Archive for Ebola virus

Ebola virus [and Mr. Bayes]

Posted in Statistics, Travel, University life with tags , , , , , , , on August 12, 2014 by xi'an

Just like after the Malaysian Airlines flight 370 disappearance, the current Ebola virus outbreak makes me feel we are sorely missing an emergency statistical force to react on urgent issues… It would indeed be quite valuable to have a team of statisticians at the ready to quantify risks and posterior probabilities and avoid media approximations. The situations calling for this reactive force abound. A few days ago I was reading about the unknown number of missing pro-West activists in Eastern Ukraine. Maybe statistical societies could join forces to set such an emergency team?! Whose goals are somewhat different from the great Statistics without Borders

As a side remark, the above philogeny is taken from Dudas and Rambaut’s recent paper in PLOS reassessing the family tree of the current Ebola virus(es) acting in Guinea. The tree is found using MrBayes, which delivers a posterior probability of 1 to this filiation! And concluding “that the rooting of this clade using the very divergent other ebolavirus species is very problematic.”

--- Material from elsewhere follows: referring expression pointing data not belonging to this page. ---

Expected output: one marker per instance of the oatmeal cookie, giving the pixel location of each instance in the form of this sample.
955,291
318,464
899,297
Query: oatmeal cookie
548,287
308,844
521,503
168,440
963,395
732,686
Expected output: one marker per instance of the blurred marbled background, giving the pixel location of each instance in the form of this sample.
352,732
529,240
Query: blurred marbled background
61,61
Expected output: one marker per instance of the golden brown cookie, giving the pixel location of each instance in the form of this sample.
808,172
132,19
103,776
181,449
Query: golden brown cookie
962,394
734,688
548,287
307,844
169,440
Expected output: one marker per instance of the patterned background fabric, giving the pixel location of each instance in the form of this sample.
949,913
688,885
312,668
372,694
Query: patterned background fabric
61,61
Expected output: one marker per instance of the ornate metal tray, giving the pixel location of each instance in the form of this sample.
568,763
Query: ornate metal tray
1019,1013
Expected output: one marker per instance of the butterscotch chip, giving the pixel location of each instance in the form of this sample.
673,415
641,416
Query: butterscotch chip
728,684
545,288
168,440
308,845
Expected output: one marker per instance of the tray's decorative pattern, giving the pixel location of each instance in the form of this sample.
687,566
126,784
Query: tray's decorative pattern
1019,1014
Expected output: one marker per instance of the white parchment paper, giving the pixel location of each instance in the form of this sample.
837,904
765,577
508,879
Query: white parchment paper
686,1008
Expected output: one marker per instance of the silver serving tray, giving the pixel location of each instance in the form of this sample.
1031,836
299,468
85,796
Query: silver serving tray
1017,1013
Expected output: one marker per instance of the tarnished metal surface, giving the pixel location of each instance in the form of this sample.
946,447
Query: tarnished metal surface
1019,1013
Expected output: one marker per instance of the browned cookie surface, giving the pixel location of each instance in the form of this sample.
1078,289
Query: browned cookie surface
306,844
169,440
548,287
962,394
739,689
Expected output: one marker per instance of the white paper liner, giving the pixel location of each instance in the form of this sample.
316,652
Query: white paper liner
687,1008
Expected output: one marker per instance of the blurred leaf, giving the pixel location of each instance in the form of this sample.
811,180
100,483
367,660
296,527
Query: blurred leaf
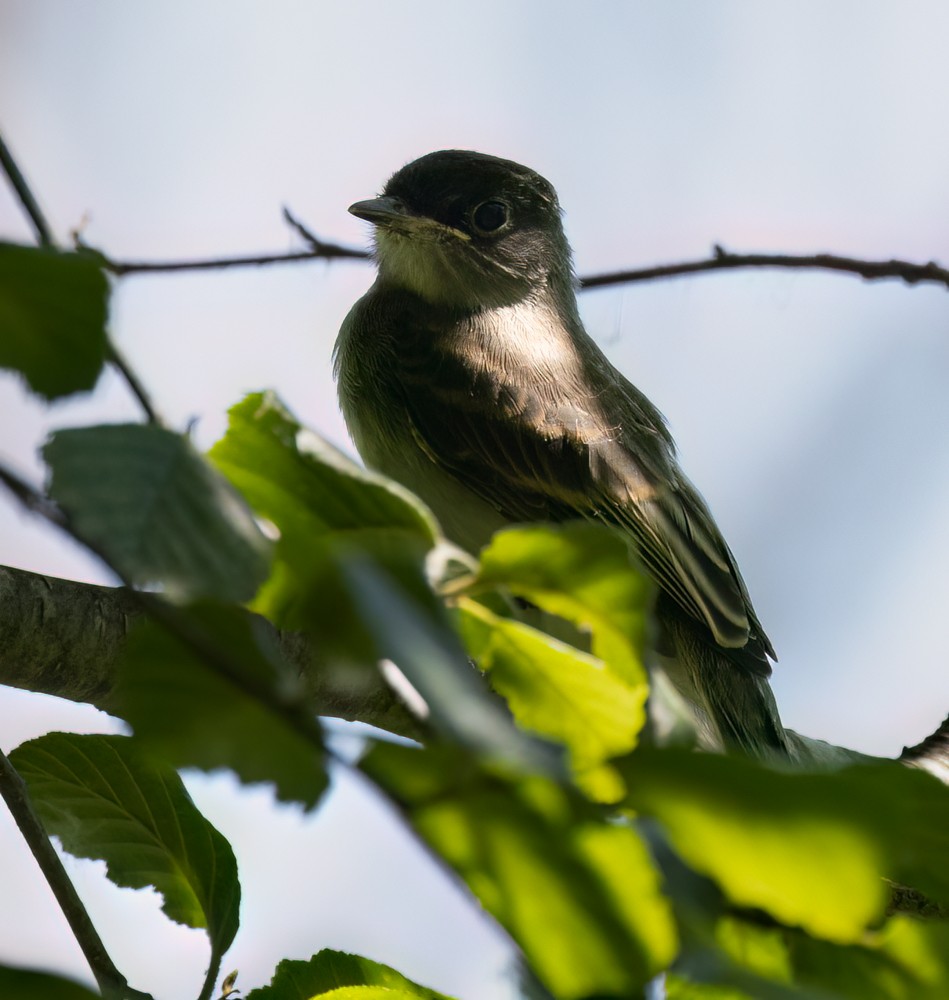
197,715
579,896
318,499
104,800
558,692
157,510
27,984
53,309
430,656
329,973
811,849
586,573
907,959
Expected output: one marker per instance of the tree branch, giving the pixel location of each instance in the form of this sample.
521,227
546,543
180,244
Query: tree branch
111,982
44,234
325,251
722,259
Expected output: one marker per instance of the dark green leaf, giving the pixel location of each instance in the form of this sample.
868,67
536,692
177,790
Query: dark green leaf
578,895
906,959
811,849
318,500
157,510
27,984
558,692
304,485
53,309
195,714
105,800
586,573
329,972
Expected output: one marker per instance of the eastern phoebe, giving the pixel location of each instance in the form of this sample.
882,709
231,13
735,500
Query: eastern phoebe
465,374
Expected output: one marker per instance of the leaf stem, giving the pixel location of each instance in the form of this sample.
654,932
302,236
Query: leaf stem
44,234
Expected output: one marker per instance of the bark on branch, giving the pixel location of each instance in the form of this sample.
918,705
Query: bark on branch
64,638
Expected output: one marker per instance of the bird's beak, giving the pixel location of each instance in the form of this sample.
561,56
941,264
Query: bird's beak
392,213
385,211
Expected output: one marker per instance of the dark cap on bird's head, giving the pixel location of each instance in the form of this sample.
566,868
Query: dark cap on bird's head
464,229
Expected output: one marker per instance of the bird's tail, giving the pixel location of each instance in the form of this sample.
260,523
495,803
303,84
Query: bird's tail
734,706
932,753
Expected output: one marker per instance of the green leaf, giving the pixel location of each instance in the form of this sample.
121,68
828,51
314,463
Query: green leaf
53,309
318,499
811,849
586,573
579,896
27,984
157,510
907,959
104,800
340,975
304,485
221,714
558,692
418,640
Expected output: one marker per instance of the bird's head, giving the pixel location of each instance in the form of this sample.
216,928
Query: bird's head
467,230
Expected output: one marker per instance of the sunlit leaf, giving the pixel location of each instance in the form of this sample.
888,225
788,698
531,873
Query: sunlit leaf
341,976
157,510
811,849
579,896
907,959
197,714
586,573
27,984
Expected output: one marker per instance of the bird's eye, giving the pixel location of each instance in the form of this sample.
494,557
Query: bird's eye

Inference in epidemic models w/o likelihoods

Posted in Statistics with tags , , , , , , , , , on July 21, 2010 by xi'an

“We discuss situations in which we think simulation-based inference may be preferable to likelihood-based inference.” McKinley, Cook, and Deardon, IJB

I only became aware last week of the paper Inference in epidemic models without likelihoods by McKinley, Cook and Deardon, published in the International Journal of Biostatistics in 2009. (Anyone can access the paper by becoming a guest, ie providing some information.) The paper is essentially a simulation experiment comparing ABC-MCMC and ABC-SMC with regular data augmentation MCMC. The authors experiment on the tolerance level, the choice of metric and of summary statistics, in an exponential inter-event process modelling. The setting is interesting, in particular because it applies to highly dangerous diseases like the Ebola fever—for which there is no known treatment and which is responsible for a 88% decline in observed chimpanzee populations since 2003!—. The conclusions are overall not highly surprising, namely that repeating simulations of the data points given one simulated parameter does not seem to contribute [much] to an improved approximation of the posterior by the ABC sample, that the tolerance level does not seem to be highly influential, that the choice of the summary statistics and of the calibration factors are important, and that ABC-SMC outperforms ABC-MCMC (MCMC remaining the reference). Slightly more surprising is the conclusion that the choice of the distance/metric influences the outcome. (I failed to read in the paper strong arguments supporting the above sentence stolen from the abstract.)

“There are always doubts that the estimated posterior really does correspond to the true posterior.” McKinley, Cook, and Deardon, IJB

On the “negative” side, this paper is missing the recent literature both on the nonparametric aspects of ABC and on the more adaptive [PMC] features of ABC-SMC, as processed in our Biometrika ABC-PMC paper and in Del Moral, Doucet and Jasra. (Again, this is not a criticism in that the paper got published in early 2009.) I think that using past simulations to build the proposal and the next tolerance and, why not!, the relevant statistics, would further the improvement brought by sequential methods. (The authors were aware of the correction of Sisson et al., and used instead the version of Toni et al. They also mention the arXived notes of Marc Beaumont, which started our prodding into ABC-PRC.) The comparison experiment is based on a single dataset, with fixed random walk variances for the MCMC algorithms, while the prior used in the simulation seems to me to be highly peaked around the true value (gamma rates of 0.1). Some of the ABC scenari do produce estimates that are rather far away from the references given by MCMC, take for instance the CABC-MCMC when the tolerance ε is 10 and R is 100.